Landgericht Rottweil erreicht selbstgestecktes zeitliches Ziel

Polizisten in der Tatnacht in Villingendorf. Foto: Peter Arnegger

Am 16. März hat er sich für sei­ne mut­maß­li­che Tat zu ver­ant­wor­ten: Dra­zen D. wird beschul­digt, drei Men­schen ermor­det zu haben. In 14 Tagen beginnt die Haupt­ver­hand­lung vor dem Rott­wei­ler Land­ge­richt.

Die Staats­an­walt­schaft Rott­weil hat­te im Janu­ar Ankla­ge bei der Schwur­ge­richts­kam­mer des Land­ge­richts Rott­weil gegen den 40-jäh­ri­gen kroa­ti­schen Staats­an­ge­hö­ri­gen erho­ben.  Dra­zen D. soll am Abend des 14. Sep­tem­bers in Vil­lin­gen­dorf (Land­kreis Rott­weil) drei Men­schen erschos­sen haben. Dar­un­ter sei­nen Sohn.

Die Staats­an­walt­schaft geht davon aus, dass der Kroa­te die Tren­nung von sei­ner Frau nicht akzep­tiert hat. Dra­zen D. soll viel­mehr sei­ne frü­he­re Lebens­ge­fähr­tin mehr­fach bedroht haben.

Am Abend des 14. Sep­tem­bers soll er dann zu dem Ein­fa­mi­li­en­haus in Vil­lin­gen­dorf gegan­gen sein, in dem sei­ne frü­he­re Lebens­ge­fähr­tin mit ihrem neu­en Part­ner und ihrem Sohn inzwi­schen leb­te. Die Staats­an­walt­schaft geht davon aus, dass Dra­zen D. auf der Ter­ras­se der Woh­nung auf die Mut­ter sei­nes Soh­nes, deren neu­en 34 Jah­re alten Lebens­ge­fähr­ten sowie des­sen 29-jäh­ri­ge Cou­si­ne traf.

Dra­zen D. soll dann unmit­tel­bar auf den 34-Jäh­ri­gen und auf des­sen Cou­si­ne sowie sei­nen eben­falls anwe­sen­den Sohn meh­re­re Schüs­se abge­ge­ben haben. Der Mann sowie der klei­ne Jun­ge ver­star­ben an ihren schwe­ren Schuss­ver­let­zun­gen noch am Tat­ort. Die ange­grif­fe­ne jun­ge Frau konn­te von den Ret­tungs­kräf­ten noch ins Kran­ken­haus gebracht wer­den, wo sie aller­dings noch am 14. Sep­tem­ber eben­falls ver­starb.

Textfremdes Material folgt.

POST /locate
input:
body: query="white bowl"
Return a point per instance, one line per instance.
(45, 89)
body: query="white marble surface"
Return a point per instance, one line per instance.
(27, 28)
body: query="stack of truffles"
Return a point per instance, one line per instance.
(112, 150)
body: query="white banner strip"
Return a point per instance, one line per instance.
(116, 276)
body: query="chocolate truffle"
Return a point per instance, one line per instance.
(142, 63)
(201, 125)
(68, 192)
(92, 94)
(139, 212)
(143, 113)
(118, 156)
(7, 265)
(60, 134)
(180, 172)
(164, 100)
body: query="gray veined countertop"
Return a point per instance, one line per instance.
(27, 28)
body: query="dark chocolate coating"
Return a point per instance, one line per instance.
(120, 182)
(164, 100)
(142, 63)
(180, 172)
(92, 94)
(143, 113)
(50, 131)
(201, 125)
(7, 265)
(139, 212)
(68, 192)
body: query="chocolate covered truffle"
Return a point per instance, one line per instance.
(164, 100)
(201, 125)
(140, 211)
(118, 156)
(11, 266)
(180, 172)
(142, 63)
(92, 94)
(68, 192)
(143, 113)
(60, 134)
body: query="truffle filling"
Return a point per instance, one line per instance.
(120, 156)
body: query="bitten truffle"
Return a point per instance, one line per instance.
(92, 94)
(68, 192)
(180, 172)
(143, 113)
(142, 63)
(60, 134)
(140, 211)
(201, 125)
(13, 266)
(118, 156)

Die Ankla­ge erfolg­te wegen Mor­des in drei Fäl­len, jeweils in Tat­ein­heit mit einem Ver­stoß gegen das Waf­fen­ge­setz. Die Staats­an­walt­schaft sieht die Mord­merk­ma­le der Heim­tü­cke und des Han­delns aus nied­ri­gen Beweg­grün­den als gege­ben an.

Dra­zen D. war, nach­dem er am Tat­abend geflüch­tet war, am Nach­mit­tag des 19. Sep­tem­bers in Rott­weil-Neuf­ra vor­läu­fig fest­ge­nom­men wor­den und befin­det sich auf­grund des vom Amts­ge­richt Rott­weil erlas­se­nen Haft­be­fehls seit die­sem Zeit­punkt in Unter­su­chungs­haft.

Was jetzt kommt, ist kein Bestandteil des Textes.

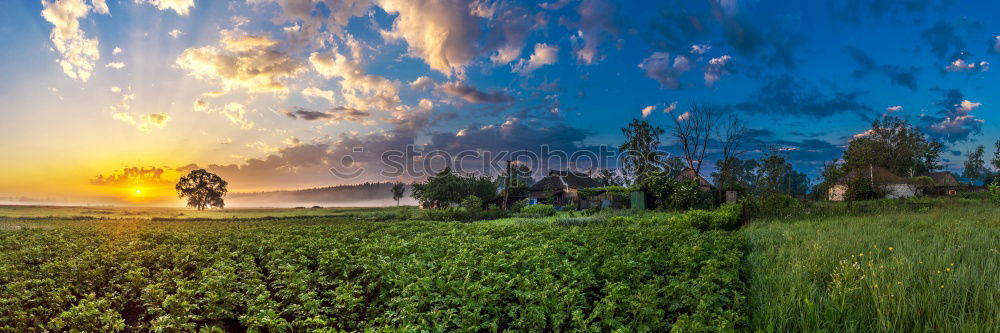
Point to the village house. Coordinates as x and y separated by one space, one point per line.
560 188
945 183
894 186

Das Land­ge­richt hat­te sich selbst das Ziel gege­ben, den Pro­zess noch im März zu eröff­nen. Denn sechs Mona­te nach einer Inhaf­tie­rung wird ein ers­ter Haft­prü­fungs­ter­min vor dem Ober­lan­des­ge­richt Stutt­gart ange­setzt. Das ist pro­zes­sua­ler Stan­dard. Der Spre­cher des Rott­wei­ler Land­ge­richts, Tho­mas Gei­ger, bestä­tig­te im Janu­ar auf Nach­fra­ge der NRWZ, dass die Haupt­ver­hand­lung noch vor die­sem Haft­prü­fungs­ter­min eröff­net wer­den soll­te.  “Wir wol­len so bald wie mög­lich begin­nen”, sag­te der Rich­ter. Um weni­ge tage hat es nun gereicht.